Slip angles estimation and lateral tire forces results of four wheels (the dotted line is UKF estimation results; continuous line is Carsim results).
5.2. Low Road Adhesion Estimation
The DLC test was then carried out on the low friction road; the initial velocity is 40 km/h, open loop throttle; and the tire-road friction coefficient is 0.2. The front wheel steering input is as in Figure 12; and the simulation results are as in Figures 13, 14, 15, and 16. The simulation results indicate that the UKF with the piece-wise linear tire can also have a good performance for the low road adhesion. It can be found that the UKF could estimate the vehicle state very well, even though the tire-road friction coefficient is very low. Figure 16 illustrates the estimated tire forces (see Figure 16(a)) and the tire kinemics (see Figure 16(b)) in comparison with the Carsim results.

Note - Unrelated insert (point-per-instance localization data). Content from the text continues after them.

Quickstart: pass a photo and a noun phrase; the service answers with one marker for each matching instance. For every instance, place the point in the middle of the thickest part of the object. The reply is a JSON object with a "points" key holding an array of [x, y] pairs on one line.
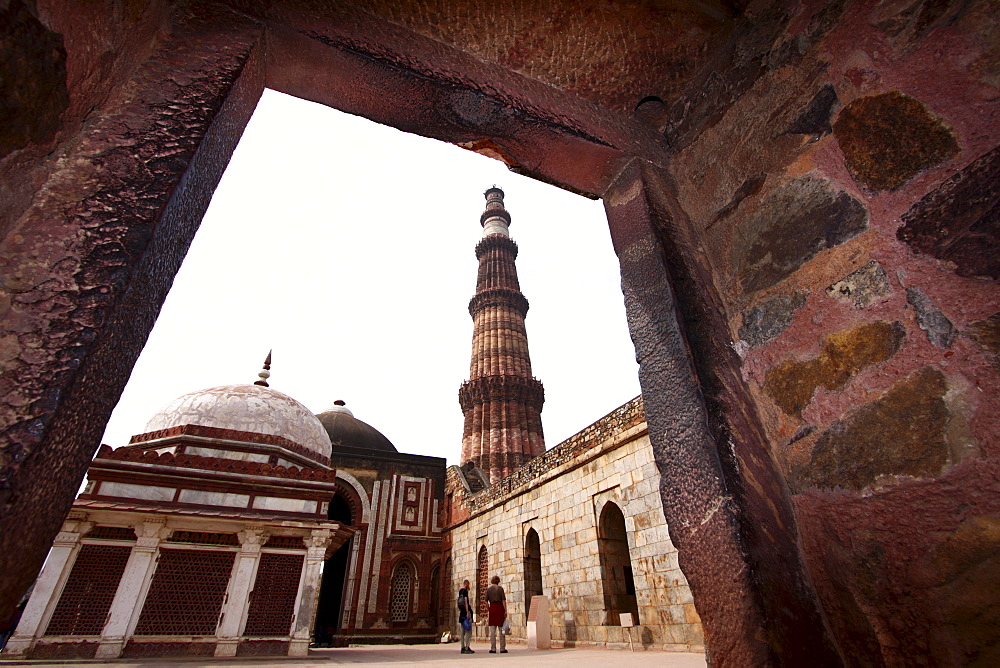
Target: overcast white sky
{"points": [[348, 248]]}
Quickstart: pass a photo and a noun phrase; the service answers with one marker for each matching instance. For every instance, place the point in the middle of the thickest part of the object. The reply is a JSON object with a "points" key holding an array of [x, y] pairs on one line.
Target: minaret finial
{"points": [[495, 219], [265, 373]]}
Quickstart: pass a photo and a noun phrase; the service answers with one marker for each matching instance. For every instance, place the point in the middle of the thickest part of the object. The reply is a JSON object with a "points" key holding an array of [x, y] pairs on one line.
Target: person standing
{"points": [[497, 600], [465, 617]]}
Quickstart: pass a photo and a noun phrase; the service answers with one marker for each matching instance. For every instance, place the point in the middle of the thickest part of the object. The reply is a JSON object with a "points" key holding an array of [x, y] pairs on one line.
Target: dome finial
{"points": [[265, 373]]}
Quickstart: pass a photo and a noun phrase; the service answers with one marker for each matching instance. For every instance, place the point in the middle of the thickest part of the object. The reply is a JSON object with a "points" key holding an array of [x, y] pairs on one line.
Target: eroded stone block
{"points": [[888, 138], [863, 287], [900, 434], [792, 225], [939, 329], [845, 353], [766, 321], [33, 71], [960, 220]]}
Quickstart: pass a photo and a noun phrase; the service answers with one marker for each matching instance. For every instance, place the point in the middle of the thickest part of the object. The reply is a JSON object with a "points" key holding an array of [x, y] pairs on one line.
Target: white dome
{"points": [[250, 408]]}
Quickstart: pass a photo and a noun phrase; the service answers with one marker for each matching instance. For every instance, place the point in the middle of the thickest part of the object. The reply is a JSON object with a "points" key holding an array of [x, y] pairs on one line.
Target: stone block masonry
{"points": [[561, 495]]}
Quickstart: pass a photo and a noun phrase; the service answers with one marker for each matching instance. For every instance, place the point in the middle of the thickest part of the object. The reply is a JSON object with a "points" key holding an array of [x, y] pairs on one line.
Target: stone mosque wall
{"points": [[561, 496]]}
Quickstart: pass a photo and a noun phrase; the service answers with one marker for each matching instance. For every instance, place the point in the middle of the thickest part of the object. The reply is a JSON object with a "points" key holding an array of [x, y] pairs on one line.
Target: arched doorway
{"points": [[401, 593], [532, 568], [331, 593], [436, 595], [616, 566]]}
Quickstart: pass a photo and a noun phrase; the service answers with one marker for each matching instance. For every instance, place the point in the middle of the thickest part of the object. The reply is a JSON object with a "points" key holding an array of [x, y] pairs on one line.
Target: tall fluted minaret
{"points": [[501, 401]]}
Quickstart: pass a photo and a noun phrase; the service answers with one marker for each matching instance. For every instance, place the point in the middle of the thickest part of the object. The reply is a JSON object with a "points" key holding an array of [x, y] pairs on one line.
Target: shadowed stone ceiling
{"points": [[634, 49]]}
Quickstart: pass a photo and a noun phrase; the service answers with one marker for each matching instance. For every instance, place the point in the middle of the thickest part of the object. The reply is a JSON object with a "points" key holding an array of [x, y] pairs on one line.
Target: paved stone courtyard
{"points": [[424, 655]]}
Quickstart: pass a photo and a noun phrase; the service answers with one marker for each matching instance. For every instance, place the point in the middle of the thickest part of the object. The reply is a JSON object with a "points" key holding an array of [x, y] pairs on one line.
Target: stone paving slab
{"points": [[424, 655]]}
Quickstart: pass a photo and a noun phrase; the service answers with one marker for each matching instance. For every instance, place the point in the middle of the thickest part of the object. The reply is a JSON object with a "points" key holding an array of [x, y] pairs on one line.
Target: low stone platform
{"points": [[425, 655]]}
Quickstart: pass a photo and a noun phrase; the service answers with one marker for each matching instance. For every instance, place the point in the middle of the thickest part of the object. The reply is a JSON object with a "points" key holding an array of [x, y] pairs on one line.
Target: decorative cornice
{"points": [[495, 241], [501, 388], [230, 435], [498, 297], [215, 464], [494, 213]]}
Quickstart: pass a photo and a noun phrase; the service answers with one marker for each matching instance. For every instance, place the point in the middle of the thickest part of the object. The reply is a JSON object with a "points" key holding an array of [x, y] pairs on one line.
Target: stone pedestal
{"points": [[539, 628], [131, 594], [234, 611]]}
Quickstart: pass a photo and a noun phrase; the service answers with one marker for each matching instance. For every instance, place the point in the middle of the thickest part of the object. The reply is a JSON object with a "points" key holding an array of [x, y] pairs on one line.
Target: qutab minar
{"points": [[501, 401]]}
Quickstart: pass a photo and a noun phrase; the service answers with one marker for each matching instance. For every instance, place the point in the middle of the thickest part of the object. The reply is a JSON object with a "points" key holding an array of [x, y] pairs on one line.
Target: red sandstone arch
{"points": [[99, 245]]}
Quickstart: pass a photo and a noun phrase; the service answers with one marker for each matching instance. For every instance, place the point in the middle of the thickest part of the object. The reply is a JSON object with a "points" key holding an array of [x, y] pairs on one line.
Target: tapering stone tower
{"points": [[501, 401]]}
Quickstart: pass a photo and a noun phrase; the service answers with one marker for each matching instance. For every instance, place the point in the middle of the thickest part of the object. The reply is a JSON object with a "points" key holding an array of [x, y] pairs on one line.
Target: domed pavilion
{"points": [[233, 526]]}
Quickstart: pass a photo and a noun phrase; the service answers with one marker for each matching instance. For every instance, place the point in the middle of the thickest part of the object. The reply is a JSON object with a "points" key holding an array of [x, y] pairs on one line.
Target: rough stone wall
{"points": [[562, 503], [846, 197], [803, 203], [616, 422], [107, 216]]}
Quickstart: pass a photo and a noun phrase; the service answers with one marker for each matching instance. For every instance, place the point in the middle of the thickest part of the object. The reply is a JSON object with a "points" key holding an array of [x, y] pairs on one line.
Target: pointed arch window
{"points": [[532, 568], [401, 592], [616, 566]]}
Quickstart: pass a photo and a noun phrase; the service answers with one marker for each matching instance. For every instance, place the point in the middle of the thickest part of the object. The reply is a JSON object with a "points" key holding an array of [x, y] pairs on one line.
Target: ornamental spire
{"points": [[265, 373], [501, 401]]}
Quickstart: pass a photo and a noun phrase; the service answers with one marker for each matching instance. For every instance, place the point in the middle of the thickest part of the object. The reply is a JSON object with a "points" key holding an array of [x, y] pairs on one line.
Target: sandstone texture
{"points": [[706, 129], [843, 355], [766, 321], [959, 221], [561, 497], [939, 329], [900, 434], [793, 224], [863, 287], [888, 138]]}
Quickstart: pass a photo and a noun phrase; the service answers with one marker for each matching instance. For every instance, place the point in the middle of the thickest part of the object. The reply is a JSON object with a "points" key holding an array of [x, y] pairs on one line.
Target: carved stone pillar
{"points": [[49, 585], [131, 593], [234, 611], [305, 614]]}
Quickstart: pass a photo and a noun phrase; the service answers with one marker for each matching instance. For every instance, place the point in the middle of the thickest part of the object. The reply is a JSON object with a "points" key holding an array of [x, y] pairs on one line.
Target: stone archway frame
{"points": [[414, 567], [135, 181], [362, 496]]}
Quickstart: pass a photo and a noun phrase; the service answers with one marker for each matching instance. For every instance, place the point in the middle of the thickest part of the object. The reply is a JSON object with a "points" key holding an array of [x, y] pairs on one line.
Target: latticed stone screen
{"points": [[482, 580], [402, 587], [186, 593], [272, 602], [89, 591]]}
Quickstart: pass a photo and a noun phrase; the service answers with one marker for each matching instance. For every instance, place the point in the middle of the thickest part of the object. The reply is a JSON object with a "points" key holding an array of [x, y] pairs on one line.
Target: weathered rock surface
{"points": [[939, 329], [900, 434], [33, 72], [960, 220], [863, 287], [888, 138], [845, 353], [766, 321], [792, 225], [815, 118]]}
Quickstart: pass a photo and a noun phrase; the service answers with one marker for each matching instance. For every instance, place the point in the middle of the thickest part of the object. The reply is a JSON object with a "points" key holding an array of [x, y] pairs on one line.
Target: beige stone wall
{"points": [[563, 505]]}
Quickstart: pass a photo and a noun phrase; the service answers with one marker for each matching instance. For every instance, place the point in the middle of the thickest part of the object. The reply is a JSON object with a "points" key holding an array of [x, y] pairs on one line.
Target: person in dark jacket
{"points": [[497, 600], [465, 617]]}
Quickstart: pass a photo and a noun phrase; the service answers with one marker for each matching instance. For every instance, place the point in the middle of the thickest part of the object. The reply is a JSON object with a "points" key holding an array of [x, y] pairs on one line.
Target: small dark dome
{"points": [[345, 429]]}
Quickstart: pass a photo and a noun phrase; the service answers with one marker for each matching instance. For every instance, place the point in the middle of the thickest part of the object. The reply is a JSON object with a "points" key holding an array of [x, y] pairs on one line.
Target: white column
{"points": [[131, 593], [234, 610], [308, 597], [49, 585]]}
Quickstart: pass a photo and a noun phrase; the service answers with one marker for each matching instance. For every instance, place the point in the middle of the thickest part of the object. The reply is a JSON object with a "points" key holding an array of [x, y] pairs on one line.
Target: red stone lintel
{"points": [[230, 435]]}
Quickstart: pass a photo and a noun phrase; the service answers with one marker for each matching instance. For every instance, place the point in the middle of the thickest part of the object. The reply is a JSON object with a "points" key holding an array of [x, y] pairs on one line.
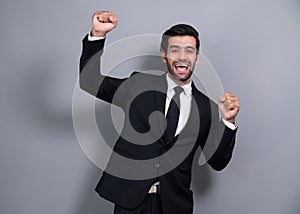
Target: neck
{"points": [[179, 82]]}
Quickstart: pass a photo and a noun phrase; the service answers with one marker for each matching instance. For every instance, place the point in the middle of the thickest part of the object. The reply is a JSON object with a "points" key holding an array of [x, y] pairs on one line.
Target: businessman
{"points": [[173, 117]]}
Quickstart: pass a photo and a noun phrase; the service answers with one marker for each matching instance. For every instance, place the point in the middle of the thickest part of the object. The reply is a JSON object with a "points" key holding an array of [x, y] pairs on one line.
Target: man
{"points": [[190, 120]]}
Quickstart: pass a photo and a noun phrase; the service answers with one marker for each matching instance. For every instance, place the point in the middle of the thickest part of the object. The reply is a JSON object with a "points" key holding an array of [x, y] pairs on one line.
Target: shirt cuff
{"points": [[94, 38], [230, 125]]}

It can be concluded that the UKF could estimate the tire state information effectively under the low friction condition.

Steering angle input.

Yaw rate comparison.

Lateral velocity comparison.

Longitudinal velocity comparison.

Slip angles estimation and lateral tire forces results of four wheels (the dotted line is UKF estimation results; continuous line is Carsim results).
From the above estimation results, it is obvious that performance of the UKF with the linear tire model is nearly the same as the Kalman filter based on the linear bicycle model, but the estimate performances are not good; the estimator errors are large, and these errors are mainly caused by the saturation tire forces; it means that during the linear region, the estimator's performance is good, but the estimation errors are increasing obviously during the nonlinear region.
6. Conclusion
The paper is based on the 3DoF vehicle model to estimate the vehicle state information which is necessary for the design of active safety controller, such as longitudinal velocity, lateral velocity, yaw rate and tire state information.
Considering the computation efficiency, the piece-wise linear tire model is proposed, and compared with the Magic Formula tire model, the simplified tire model is accurate.
According to the unscented transfer theory, combined with the Kalman filter, the UKF is presented to estimate the vehicle state information in real time.
Compared with the reference data from the Carsim, the estimation results of the vehicle state information are precise.
Conflict of Interests
The authors declare that there is no conflict of interests regarding the publication of this paper.
Footnotes
Acknowledgments
The authors acknowledge that this paper has been supported by China Scholarship Council (CSC). The authors would also like to express their sincere thanks to Professor Taehyun Shim from University of Michigan and Professor Murat Barut from Nigde University, for the guidance and help during the research.